# Non-immigrants' Statistics

### Data Engineering Capstone Project

#### Project Summary

The project "Non-immigrants' Statistics" collects data from different sources in order to determine the non-immigrants' trends in US states.    
The data would give the ability to analyze the trends around non-immigrants while showing the influx and efflux of induviduals within the American states.       

The project follows the following steps:
* Step 1: Scope the Project and Gather Data
* Step 2: Explore and Assess the Data
* Step 3: Define the Data Model
* Step 4: Run ETL to Model the Data
* Step 5: Complete Project Write Up

In [1]:
from pyspark.sql import SparkSession
#from pyspark.sql.functions import udf, desc, asc, sum
from pyspark.sql.functions import *
from pyspark.sql.types import StringType, IntegerType, DateType
import datetime
import configparser
import os

import numpy as np
import pandas as pd
%matplotlib inline
import matplotlib.pyplot as plt

In [2]:


config = configparser.ConfigParser()
config.read('dl.cfg')

os.environ['AWS_ACCESS_KEY_ID']=config['AWS']['ACCESS_KEY_ID']
os.environ['AWS_SECRET_ACCESS_KEY']=config['AWS']['SECRET_ACCESS_KEY']
os.environ['S3_OUTPUT_DATA']=config['AWS']['SECRET_ACCESS_KEY']
output_data = config['S3']['OUTPUT_DATA']


In [3]:
spark = SparkSession \
        .builder \
        .config("spark.jars.packages", "org.apache.hadoop:hadoop-aws:2.7.0") \
        .appName("Non-immigrants' Trends") \
        .getOrCreate()

### Step 1: Scope the Project and Gather Data

<!--#### Scope 
Explain what you plan to do in the project in more detail. What data do you use? What is your end solution look like? What tools did you use? etc> -->


##### Problem Statement

In order to analyze the non-immigrants' trends, the bellow questions can be answered with the data:    
1. Where do most U.S. non-immigrants visit/live?
2. Who is arriving today? (By race/ethnicity/gender)
3. Where do non-immigrants come from?
4. How many people in the U.S. are non-immigrants? 

##### The choice of tools, technologies

1. Spark (on an AWS - EMR Cluster) - To extract and transform the collected data from the data sources and write to S3 bucket.
2. S3 bucket - To store the processed data model into parquet files of dimensions and fact tables
3. Airflow (Deployed on AWS - E2 with a docker instance) - To create and run the ETL/ELT pipeline
4. AWS Athena - To read processed data from S3 from dimensions and fact tables in parquet files for analysis

<!--#### Describe and Gather Data 
Describe the data sets you're using.
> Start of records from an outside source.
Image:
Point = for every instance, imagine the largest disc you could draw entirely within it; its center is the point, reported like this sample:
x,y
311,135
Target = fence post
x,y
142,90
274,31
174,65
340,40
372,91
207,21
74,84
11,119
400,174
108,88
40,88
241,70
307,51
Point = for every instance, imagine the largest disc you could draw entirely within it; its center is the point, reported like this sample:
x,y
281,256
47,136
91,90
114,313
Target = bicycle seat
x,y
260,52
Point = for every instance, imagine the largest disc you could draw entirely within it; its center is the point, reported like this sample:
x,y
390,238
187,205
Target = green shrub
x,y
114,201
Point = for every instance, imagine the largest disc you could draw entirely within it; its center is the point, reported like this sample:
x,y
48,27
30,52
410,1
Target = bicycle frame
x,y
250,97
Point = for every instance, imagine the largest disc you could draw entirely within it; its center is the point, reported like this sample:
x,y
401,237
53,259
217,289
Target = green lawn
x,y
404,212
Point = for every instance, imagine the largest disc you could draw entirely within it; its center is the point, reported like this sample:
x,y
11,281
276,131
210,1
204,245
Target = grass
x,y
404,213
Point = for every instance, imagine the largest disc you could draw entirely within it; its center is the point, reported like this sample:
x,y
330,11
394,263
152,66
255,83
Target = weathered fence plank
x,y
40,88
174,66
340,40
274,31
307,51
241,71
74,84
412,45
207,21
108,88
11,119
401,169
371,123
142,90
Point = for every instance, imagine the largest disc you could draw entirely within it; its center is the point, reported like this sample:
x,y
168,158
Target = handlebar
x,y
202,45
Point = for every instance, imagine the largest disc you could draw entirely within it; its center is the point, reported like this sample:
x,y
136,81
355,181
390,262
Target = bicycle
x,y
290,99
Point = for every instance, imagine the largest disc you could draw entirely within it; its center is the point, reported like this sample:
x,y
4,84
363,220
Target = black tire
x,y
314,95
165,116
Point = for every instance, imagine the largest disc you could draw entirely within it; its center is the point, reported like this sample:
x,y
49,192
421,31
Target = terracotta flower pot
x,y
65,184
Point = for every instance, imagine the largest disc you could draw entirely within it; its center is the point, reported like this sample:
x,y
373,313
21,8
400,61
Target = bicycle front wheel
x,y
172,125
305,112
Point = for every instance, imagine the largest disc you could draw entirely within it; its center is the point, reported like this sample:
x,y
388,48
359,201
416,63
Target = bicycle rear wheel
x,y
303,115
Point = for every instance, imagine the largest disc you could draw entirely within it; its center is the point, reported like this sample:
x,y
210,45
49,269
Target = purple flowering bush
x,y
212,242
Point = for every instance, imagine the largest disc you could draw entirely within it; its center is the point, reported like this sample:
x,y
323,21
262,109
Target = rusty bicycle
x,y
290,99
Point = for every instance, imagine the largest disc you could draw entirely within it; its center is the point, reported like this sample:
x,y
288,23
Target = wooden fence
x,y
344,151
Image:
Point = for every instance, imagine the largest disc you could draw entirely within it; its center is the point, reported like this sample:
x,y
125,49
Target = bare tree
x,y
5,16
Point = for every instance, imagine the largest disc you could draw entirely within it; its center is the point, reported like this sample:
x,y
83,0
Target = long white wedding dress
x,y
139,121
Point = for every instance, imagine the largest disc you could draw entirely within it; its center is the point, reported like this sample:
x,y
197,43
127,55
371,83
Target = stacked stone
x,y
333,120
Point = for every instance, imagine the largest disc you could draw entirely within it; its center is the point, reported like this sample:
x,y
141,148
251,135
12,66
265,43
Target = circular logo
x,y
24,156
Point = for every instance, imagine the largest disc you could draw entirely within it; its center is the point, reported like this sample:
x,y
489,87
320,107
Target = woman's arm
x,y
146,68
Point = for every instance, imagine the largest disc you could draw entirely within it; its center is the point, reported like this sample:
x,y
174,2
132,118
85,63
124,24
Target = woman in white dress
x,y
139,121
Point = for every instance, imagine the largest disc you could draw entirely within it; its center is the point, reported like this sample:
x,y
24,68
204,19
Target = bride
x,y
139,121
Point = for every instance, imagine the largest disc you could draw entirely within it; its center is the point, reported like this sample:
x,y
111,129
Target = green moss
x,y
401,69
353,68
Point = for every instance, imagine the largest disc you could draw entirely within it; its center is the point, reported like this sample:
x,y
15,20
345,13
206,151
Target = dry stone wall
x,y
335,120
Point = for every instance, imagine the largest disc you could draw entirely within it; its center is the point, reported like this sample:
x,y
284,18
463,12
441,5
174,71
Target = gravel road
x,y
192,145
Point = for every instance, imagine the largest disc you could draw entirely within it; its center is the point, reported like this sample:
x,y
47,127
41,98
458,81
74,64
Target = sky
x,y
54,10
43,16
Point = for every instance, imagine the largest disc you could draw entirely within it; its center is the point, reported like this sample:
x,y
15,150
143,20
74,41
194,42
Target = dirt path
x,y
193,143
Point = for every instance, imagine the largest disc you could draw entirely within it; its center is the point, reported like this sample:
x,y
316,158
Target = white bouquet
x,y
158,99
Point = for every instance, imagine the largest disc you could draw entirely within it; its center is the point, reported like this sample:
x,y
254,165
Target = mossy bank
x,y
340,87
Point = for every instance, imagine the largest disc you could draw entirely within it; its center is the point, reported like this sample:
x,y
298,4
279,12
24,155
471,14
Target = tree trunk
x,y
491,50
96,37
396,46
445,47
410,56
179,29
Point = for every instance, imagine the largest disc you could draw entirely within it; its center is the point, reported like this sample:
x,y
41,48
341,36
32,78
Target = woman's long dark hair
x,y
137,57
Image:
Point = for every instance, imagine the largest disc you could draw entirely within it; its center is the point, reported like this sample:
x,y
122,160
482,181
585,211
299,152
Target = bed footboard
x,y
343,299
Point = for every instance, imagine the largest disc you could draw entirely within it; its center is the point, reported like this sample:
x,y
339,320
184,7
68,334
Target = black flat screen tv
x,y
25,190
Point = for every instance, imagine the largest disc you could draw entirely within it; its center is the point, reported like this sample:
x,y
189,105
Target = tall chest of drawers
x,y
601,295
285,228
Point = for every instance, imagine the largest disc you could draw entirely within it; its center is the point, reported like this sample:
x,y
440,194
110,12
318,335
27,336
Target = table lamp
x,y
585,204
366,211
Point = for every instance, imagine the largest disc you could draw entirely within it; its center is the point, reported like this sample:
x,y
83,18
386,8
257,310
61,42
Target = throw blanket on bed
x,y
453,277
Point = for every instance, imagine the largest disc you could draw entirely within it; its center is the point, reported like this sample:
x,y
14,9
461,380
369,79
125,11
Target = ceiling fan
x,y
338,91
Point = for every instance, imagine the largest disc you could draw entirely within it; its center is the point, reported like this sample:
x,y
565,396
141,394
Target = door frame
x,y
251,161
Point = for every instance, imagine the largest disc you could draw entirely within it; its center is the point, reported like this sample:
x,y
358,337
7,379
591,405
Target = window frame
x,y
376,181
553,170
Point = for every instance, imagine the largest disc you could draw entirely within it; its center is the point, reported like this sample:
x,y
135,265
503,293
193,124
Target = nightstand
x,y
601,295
Where did it come from? What type of information is included? -->

##### Data Sources

- I94 Immigration Data: This data comes from the US National Tourism and Trade Office. A data dictionary is included in the workspace. [This](https://travel.trade.gov/research/reports/i94/historical/2016.html) is where the data comes from. There's a sample file so you can take a look at the data in csv format before reading it all in. You do not have to use the entire dataset, just use what you need to accomplish the goal you set at the beginning of the project.    
- World Temperature Data: This dataset came from Kaggle. You can read more about it [here](https://www.kaggle.com/berkeleyearth/climate-change-earth-surface-temperature-data).    
- U.S. City Demographic Data: This data comes from OpenSoft. You can read more about it [here](https://public.opendatasoft.com/explore/dataset/us-cities-demographics/export/).    
- Airport Code Table: This is a simple table of airport codes and corresponding cities. It comes from [here](https://datahub.io/core/airport-codes#data).

##### Data Files

- airport-codes_csv.csv - Airport Code Table    
- I94_SAS_Labels_Descriptions.SAS - I94 Immigration Data (Labels Descriptions)    
- us-cities-demographics.csv - U.S. City Demographic Data    
- immigration_data_sample.csv - I94 Immigration Data (Data Sample with 1000 records)    
- sas_data - I94 Immigration Data (In Parquet files) (Over 3 million records)    




In [4]:
airport_codes_df=spark.read.csv("airport-codes_csv.csv", header='true', inferSchema='true')

In [5]:
us_cities_demographics_df=spark.read.option("delimiter", ';').csv("us-cities-demographics.csv", header='true', inferSchema='true')

In [6]:
immigration_sample_df=spark.read.csv("immigration_data_sample.csv", header='true', inferSchema='true')

In [7]:
immigration_df=spark.read.parquet("sas_data")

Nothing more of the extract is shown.